Would the Treacherous Turn involve a Decisive Strategic Advantage?
Looking at crucial capabilities in a more fine-grained manner also raises the question of when an AGI would start acting against humanity’s interests. In the typical superintelligence scenario, we assume that it will do so once it is in a position to achieve what Bostrom calls a Decisive Strategic Advantage (DSA): “a level of technological and other advantages sufficient to enable [an AI] to achieve complete world domination”. After all, if you are capable of achieving superintelligence and a DSA, why act any earlier than that?
Even when dealing with superintelligences, however, the case isn’t quite as clear-cut. Suppose that there are two AGI systems, each potentially capable of achieving a DSA if they prepare for long enough. But the longer that they prepare, the more likely it becomes that the other AGI sets its plans in motion first, and achieves an advantage over the other. Thus, if several AGI projects exist, each AGI is incentivized to take action at such a point which maximizes its overall probability of success – even if the AGI only had rather slim chances of succeeding in the takeover, if it thought that waiting for longer would make its chances even worse.

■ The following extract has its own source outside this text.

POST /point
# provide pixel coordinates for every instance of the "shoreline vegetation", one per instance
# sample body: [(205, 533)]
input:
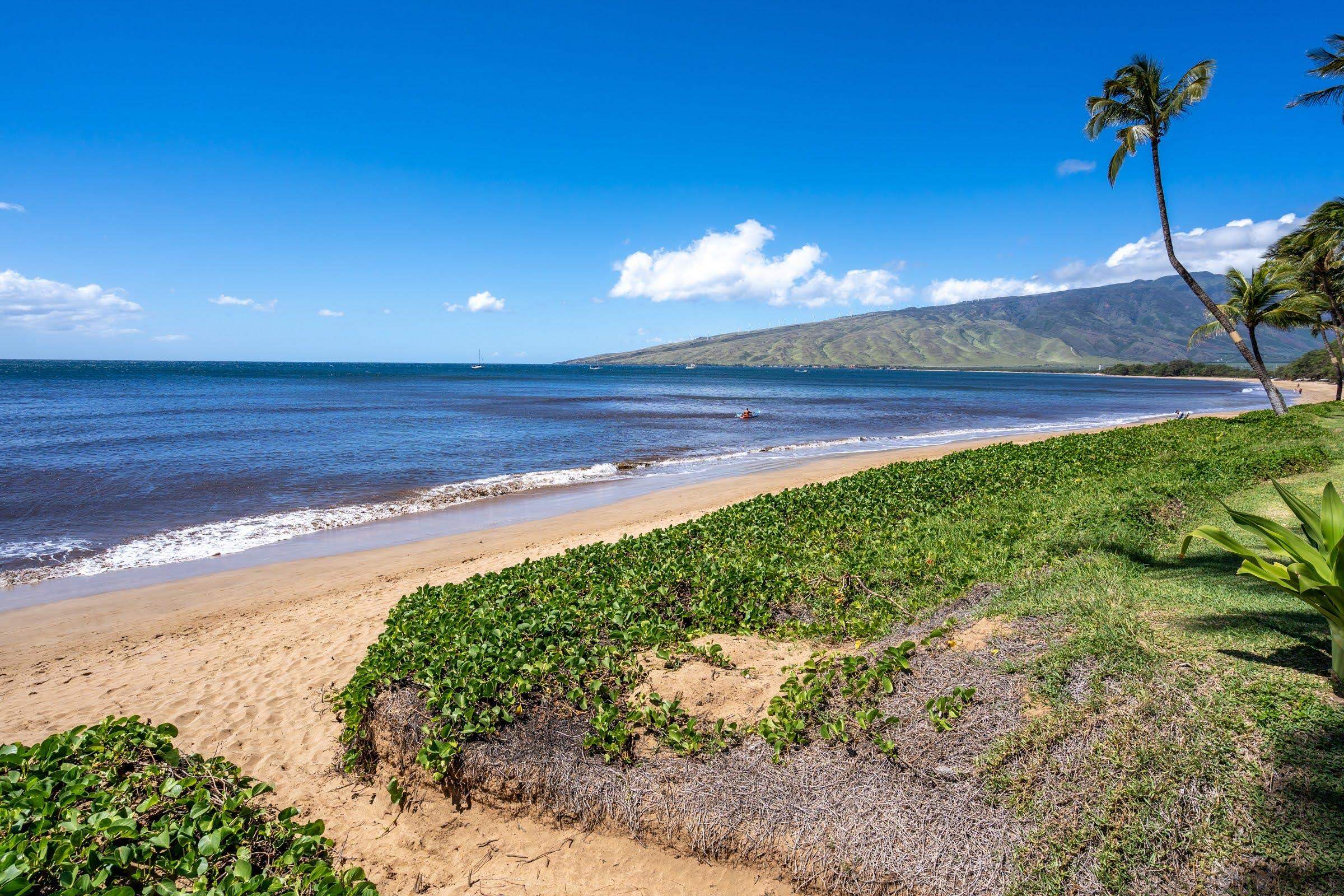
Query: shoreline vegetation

Indeed, an AGI which defects on its creators may not be going for a world takeover in the first place: it might, for instance, simply be trying to maneuver itself into a position where it can act more autonomously and defeat takeover attempts by other, more powerful AGIs. The threshold for the first treacherous turn could vary quite a bit, depending on the goals and assets of the different AGIs; various considerations are discussed in the paper.
A large reason for analyzing these kinds of scenarios is that, besides caring about existential risks, we also care about catastrophic risks – such as an AGI acting too early and launching a plan which resulted in “merely” hundreds of millions of deaths. My paper introduces the term Major Strategic Advantage, defined as “a level of technological and other advantages sufficient to pose a catastrophic risk to human society”. A catastrophic risk is one that might inflict serious damage to human well-being on a global scale and cause ten million or more fatalities.

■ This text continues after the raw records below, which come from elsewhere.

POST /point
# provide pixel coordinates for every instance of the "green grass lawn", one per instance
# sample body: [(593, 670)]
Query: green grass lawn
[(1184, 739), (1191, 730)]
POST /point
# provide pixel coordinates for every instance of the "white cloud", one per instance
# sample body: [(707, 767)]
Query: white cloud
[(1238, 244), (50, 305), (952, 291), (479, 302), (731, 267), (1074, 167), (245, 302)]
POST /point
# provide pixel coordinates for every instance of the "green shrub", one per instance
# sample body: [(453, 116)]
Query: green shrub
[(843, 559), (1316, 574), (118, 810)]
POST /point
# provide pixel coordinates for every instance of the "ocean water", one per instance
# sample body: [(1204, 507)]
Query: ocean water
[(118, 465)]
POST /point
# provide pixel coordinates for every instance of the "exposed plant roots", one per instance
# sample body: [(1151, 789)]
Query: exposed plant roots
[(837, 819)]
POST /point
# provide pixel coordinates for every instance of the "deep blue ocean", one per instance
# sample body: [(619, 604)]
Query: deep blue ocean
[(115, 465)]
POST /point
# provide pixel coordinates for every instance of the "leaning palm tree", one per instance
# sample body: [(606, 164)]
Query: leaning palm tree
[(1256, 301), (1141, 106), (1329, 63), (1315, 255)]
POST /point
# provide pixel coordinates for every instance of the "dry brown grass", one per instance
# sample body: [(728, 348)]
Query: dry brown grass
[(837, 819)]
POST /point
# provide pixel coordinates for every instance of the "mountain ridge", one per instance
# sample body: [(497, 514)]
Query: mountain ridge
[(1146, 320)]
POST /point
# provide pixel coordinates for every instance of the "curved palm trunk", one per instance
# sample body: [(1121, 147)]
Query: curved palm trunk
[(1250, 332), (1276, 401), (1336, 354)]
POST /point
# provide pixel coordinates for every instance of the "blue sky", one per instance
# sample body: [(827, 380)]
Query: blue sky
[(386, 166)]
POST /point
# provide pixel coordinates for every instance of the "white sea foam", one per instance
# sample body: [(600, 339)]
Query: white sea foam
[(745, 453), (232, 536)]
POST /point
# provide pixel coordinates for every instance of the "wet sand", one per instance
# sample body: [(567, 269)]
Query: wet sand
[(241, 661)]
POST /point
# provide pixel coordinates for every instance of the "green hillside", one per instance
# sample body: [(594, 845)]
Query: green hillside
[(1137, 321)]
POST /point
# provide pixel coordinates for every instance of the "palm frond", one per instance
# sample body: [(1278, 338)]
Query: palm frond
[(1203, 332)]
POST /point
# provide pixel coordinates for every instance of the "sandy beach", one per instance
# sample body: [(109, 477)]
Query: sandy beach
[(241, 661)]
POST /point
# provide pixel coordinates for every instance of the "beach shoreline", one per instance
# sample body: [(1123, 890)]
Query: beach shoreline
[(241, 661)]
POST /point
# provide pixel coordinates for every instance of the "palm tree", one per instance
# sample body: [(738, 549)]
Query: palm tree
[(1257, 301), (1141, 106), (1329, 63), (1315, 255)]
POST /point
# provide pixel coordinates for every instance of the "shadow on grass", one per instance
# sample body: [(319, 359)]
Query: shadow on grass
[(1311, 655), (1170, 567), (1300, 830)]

“Mere” catastrophic risks could also turn into existential ones, if they contribute to global turbulence (Bostrom et al. 2017), a situation in which existing institutions are challenged, and coordination and long-term planning become more difficult. Global turbulence could then contribute to another out-of-control AI project failing even more catastrophically and causing even more damage
Summary table and example scenarios
The table below summarizes the various alternatives explored in the paper.
AI’s level of strategic advantage
AI’s capability threshold for non-cooperation
Sources of AI capability
Ways for the AI to achieve autonomy
Number of AIs
And here are some example scenarios formed by different combinations of them:
The classic takeover
(Decisive strategic advantage, high capability threshold, intelligence explosion, escaped AI, single AI)

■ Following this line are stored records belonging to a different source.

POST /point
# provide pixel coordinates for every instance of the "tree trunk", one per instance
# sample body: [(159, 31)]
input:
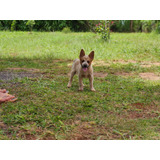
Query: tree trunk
[(131, 25)]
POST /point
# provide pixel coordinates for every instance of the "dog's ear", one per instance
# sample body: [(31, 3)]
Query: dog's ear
[(91, 55), (82, 53)]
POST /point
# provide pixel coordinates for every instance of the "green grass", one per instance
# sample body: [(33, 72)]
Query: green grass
[(123, 107)]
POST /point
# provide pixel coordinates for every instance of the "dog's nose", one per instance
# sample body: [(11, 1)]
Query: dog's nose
[(85, 66)]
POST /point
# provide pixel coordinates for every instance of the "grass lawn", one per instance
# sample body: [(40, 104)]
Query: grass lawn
[(35, 67)]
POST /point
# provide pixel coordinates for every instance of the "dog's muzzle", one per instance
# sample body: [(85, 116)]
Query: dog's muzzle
[(85, 67)]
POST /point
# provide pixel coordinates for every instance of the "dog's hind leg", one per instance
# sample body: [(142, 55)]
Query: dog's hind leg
[(91, 83), (71, 78)]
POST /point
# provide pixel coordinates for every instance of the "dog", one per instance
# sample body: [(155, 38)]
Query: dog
[(83, 67)]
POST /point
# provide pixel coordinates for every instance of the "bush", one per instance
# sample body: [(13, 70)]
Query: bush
[(104, 29), (30, 23), (66, 30), (13, 25)]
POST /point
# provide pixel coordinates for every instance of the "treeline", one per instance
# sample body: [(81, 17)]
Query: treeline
[(82, 25)]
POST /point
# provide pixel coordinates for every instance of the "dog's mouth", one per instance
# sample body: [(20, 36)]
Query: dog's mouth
[(85, 69)]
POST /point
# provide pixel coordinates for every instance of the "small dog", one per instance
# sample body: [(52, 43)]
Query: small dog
[(83, 67)]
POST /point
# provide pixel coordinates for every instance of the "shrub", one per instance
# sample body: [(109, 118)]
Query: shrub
[(30, 23), (13, 25), (66, 30), (104, 29)]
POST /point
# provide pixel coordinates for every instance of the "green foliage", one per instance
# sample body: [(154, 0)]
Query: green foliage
[(137, 26), (30, 23), (104, 29), (13, 25), (66, 30)]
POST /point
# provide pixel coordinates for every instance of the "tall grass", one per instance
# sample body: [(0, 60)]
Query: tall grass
[(57, 45)]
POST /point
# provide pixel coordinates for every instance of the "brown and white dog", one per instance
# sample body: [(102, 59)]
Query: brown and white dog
[(83, 67)]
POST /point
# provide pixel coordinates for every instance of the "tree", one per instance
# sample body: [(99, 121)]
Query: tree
[(30, 23)]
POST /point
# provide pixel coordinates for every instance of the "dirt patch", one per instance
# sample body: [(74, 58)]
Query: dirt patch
[(100, 63), (124, 74), (82, 131), (7, 75), (140, 110), (149, 76), (96, 74), (100, 74), (149, 64), (124, 62), (25, 69), (3, 126)]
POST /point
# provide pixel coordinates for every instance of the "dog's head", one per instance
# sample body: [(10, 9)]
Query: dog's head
[(85, 60)]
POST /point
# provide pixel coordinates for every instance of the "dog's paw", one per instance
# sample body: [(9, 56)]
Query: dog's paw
[(93, 90), (69, 85), (80, 89)]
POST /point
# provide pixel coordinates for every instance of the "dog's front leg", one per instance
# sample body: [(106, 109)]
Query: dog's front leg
[(91, 83), (80, 83), (71, 78)]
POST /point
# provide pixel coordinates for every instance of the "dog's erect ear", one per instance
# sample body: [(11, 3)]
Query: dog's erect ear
[(82, 53), (91, 55)]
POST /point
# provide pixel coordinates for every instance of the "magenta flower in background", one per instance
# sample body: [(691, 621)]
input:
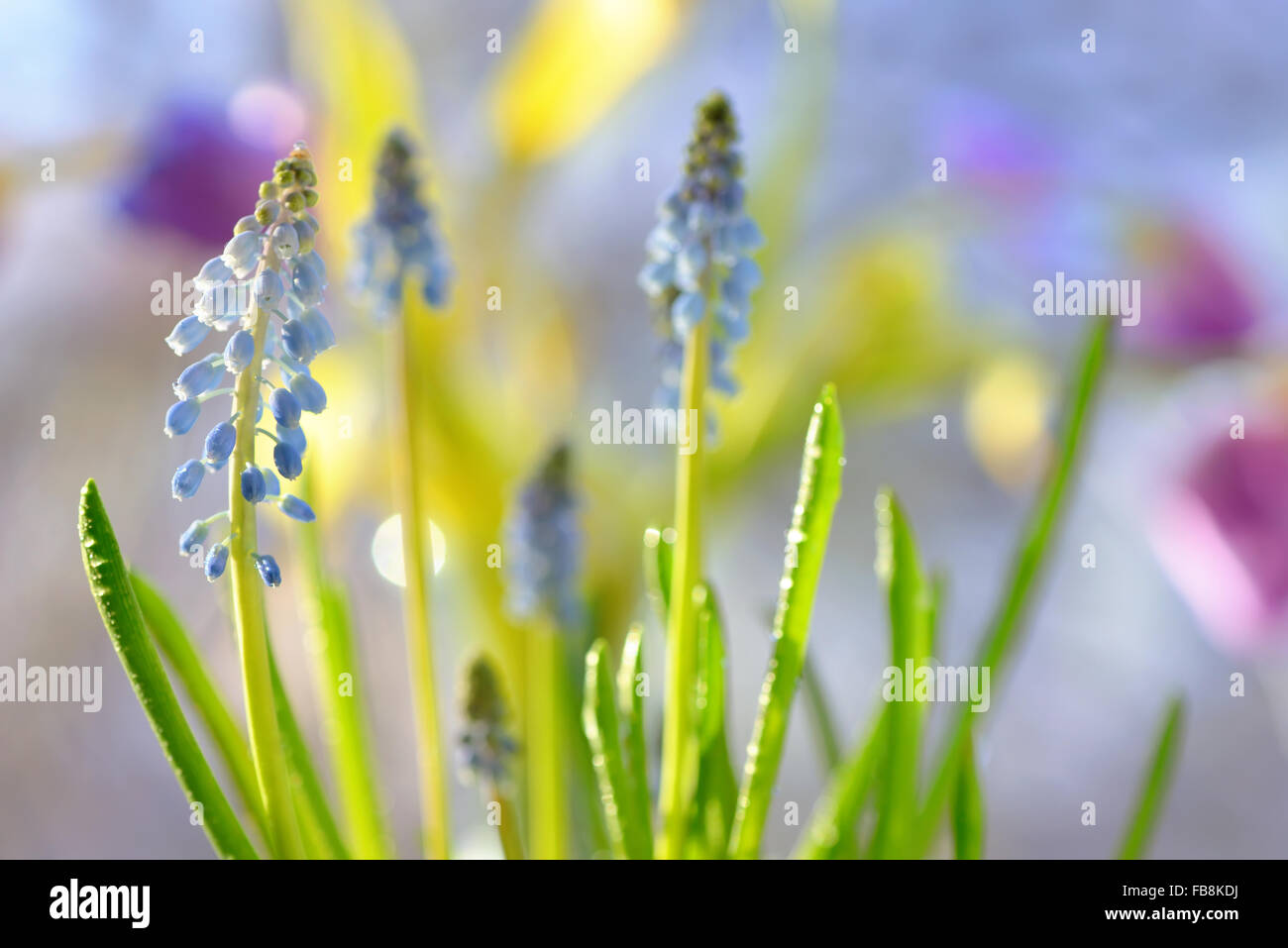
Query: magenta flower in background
[(226, 150), (1223, 536), (1196, 303)]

The “classic” AI takeover scenario: an AI is developed, which eventually becomes better at AI design than its programmers. The AI uses this ability to undergo an intelligence explosion, and eventually escapes to the Internet from its confinement. After acquiring sufficient influence and resources in secret, it carries out a strike against humanity, eliminating humanity as a dominant player on Earth so that it can proceed with its own plans unhindered.
The gradual takeover
(Major strategic advantage, high capability threshold, gradual shift in power, released for economic reasons, multiple AIs)
Many corporations, governments, and individuals voluntarily turn over functions to AIs, until we are dependent on AI systems. These are initially narrow-AI systems, but continued upgrades push some of them to the level of having general intelligence. Gradually, they start making all the decisions. We know that letting them run things is risky, but now a lot of stuff is built around them, it brings a profit and they’re really good at giving us nice stuff—for the while being.
The wars of the desperate AIs
(Major strategic advantage, low capability threshold, crucial capabilities, escaped AIs, multiple AIs)
Many different actors develop AI systems. Most of these prototypes are unaligned with human values and not yet enormously capable, but many of these AIs reason that some other prototype might be more capable. As a result, they attempt to defect on humanity despite knowing their chances of success to be low, reasoning that they would have an even lower chance of achieving their goals if they did not defect. Society is hit by various out-of-control systems with crucial capabilities that manage to do catastrophic damage before being contained.
Is humanity feeling lucky?
(Decisive strategic advantage, high capability threshold, crucial capabilities, confined but effectively in control, single AI)
Google begins to make decisions about product launches and strategies as guided by their strategic advisor AI. This allows them to become even more powerful and influential than they already are. Nudged by the strategy AI, they start taking increasingly questionable actions that increase their power; they are too powerful for society to put a stop to them. Hard-to-understand code written by the strategy AI detects and subtly sabotages other people’s AI projects, until Google establishes itself as the dominant world power.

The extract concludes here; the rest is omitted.